How to deal with cyclic foreign keys
Sometimes cyclic foreign keys can’t be avoided, but modern SQL features make it quite easy to insert new data without a big hussle.
Setup
Let’s assume we have the following two tables:
create table department
(
id integer primary key,
name varchar(50) not null unique
manager_id integer not null
);
create table employee
(
id integer primary key,
name varchar(50) not null,
department_id integer not null
);
alter table department
add foreign key (manager_id) references employee;
alter table employee
add foreign key (department_id) references department;
As both foreign key columns are defined as NOT NULL
, the usual approach of first inserting a NULL
value first and update the row later with an existing value is not applicable.
Note that in reality, I would expect at least one of those columns to be nullable though.
Running two independent inserts won’t work as we can’t insert into the department
table without a manager_id
and we can’t insert into the employee
table without a department_id
.
With modern SQL, we do however have two approaches to insert departments and employees that reference each other.
Deferred constraints
The problem stems from the fact that the database evaluates the constraints at the end of the INSERT
statement. But when the first INSERT
is executed, the referenced values for the second table don’t exists (and vice versa).
A solution to this problem is a constraint that is checked when the transaction is committed, rather then after each INSERT
statement.
Precisely for this situation, Postgres (and Oracle) allow constraints to be defined as “deferrable” which enables just that: an evaluation of the constraint at COMMIT
time.
The constraint can be defined as “always deferred” or you can turn the “deferrable” behaviour on or off when you need it:
alter table department
add foreign key (manager_id) references employee
deferrable initially immediate;
alter table employee
add foreign key (department_id) references department
deferrable initially immediate;
After creating the constraints like that, they behave exactly like any other constraint: they are evaluated when running the DML statement (because of the INITIALLY IMMEDIATE
option).
But the deferrable
attribute allows us to defer the check until the end of the transaction. This is done using the SET CONSTRAINTS
command:
With that command it’s either possible to do this for a named constraint instead or for all constraints that allow to be deferred.
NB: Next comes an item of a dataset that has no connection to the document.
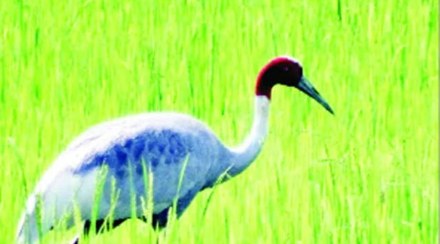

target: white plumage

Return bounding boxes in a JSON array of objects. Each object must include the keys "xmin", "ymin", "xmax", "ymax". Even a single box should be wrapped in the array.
[{"xmin": 17, "ymin": 56, "xmax": 333, "ymax": 243}]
So with the following script, we can insert the new department and all employees without an error:
begin transaction;
set constraints all deferred;
insert into department
(id, name, manager_id)
values
(1, 'Maintenance', 42);
insert into employee
(id, name, department_id)
values
(1, 'Arthur', 1),
(2, 'Ford', 1),
(42, 'Marvin', 1);
commit;
The employee_id
42 doesn’t exist when the department is inserted. But the database does not complain, because the foreign key will only be checked when the COMMIT
is issued. After inserting the employees all foreign keys are correct and the COMMIT
will succeed.
Setting a constraint to deferrable (either as INITIALLY DEFERRED
or through a SET CONSTRAINTS
statement), incurs a memory overhead that might be substantial when processing many rows. If inserting depending rows is the exception rather then the common case, it is recommended to define the constraints as INITIALLY IMMEDIATE
and only make them deferred when really needed.
Data modifying common table expressions.
Postgres offers an even more elegant solution: it’s possible to combine the two INSERT
statements into a single statement using a common table expression.
Because it’s a single statement, there is no need to define the constraints as deferrable, as the constraints are checked at the end of the statement.
The above inserts can be rewritten to the following statement (without the need for deferrable constraints)
with new_deparment as (
insert into department
(id, name, manager_id)
values
(1, 'Maintenance', 42);
)
insert into employee
(id, name, department_id)
values
(1, 'Arthur', 1),
(2, 'Ford', 1),
(42, 'Marvin', 1);
The advantage of this is that it’s also possible even when it’s not possible to use explicit transactions (e.g. because the connection is set to auto-commit).
Conclusion
While it’s best to avoid cyclic foreign keys to begin with, it is rather easy to deal with them when needed with modern SQL.